I have always been fascinated by the ethereal essence of innovation. Why it seems to come so naturally, effortlessly,'organically' in a place like California (where I lived for a few (all too few!) years), while the rest of the world (including many defense organizations) works so feverishly - and often not very successfully - to emulate it. I was therefore delighted when happenstance recently provided me with two new opportunities to rekindle my interest in innovation policy.

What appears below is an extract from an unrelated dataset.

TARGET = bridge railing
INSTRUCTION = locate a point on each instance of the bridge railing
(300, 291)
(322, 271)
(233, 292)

The first one was the small role I played in a 'European-Chinese' conference on innovation that our Strategy and Change program organized earlier this year in The Hague with the Chinese Academy of Sciences. At that conference, I happened to chair a panel on Health and ageing, where I was just blown away by a presentation by Hans Hofstraat, Vice President of Philips Research. Hans has an extremely distinguished career as as an applied research scientist at Akzo-Nobel, as a policy maker at one of the most respected parts of the Dutch government (the fabled Rijskwaterstaat) and as a professor at the University of Amsterdam. So definitely no sleek snake-oil salesman he. His presentation reinforced two main points in my thinking that I had vaguely considered before but that somehow really 'clicked' there.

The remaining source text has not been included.